The College will mark Constitution Day with a lecture from Yale Law School professor Peter Schuck.

The lecture, titled “Myths and Realities of Immigration Law and Policy,” will be held on September 13 starting at 7:30 p.m. in Physicians Memorial Auditorium. The event is free and open to the public.

Professor Schuck is the Simeon E. Baldwin Professor Emeritus of Law and Professor (Adjunct) of Law at Yale Law School where he has held the chair since 1984.

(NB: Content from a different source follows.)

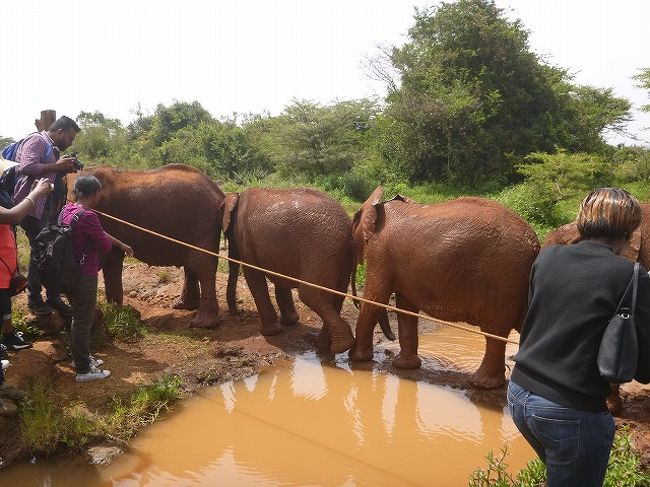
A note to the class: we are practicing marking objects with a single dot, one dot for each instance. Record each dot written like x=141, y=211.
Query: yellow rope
x=322, y=288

Immigration has become an important issue in recent political campaigns and at the Supreme Court. Several states, including South Carolina, have passed controversial laws implementing their own plans to enforce federal immigration law. Professor Schuck will provide a broader context for these controversies, having written widely on immigration and other areas of the law for many years.

Schuck has published fourteen books, including: Citizens, Strangers, and In-Betweens: Essays on Immigration and Citizenship; The Limits of Law: Essays on Democratic Governance; and Understanding America: The Anatomy of an Exceptional Nation (with James Q. Wilson). In addition to writing dozens of scholarly articles, he has been a frequent contributor of opinion pieces in Harper’s, The New Republic, and nearly every major American newspaper.

This event is co-sponsored by the College of Charleston Office of the Academic Experience, the First-Year Experience, the Departments of Philosophy and Political Science, and the Charleston School of Law.

Constitution Day celebrates the signing of the United States Constitution by the constitutional convention of 1787.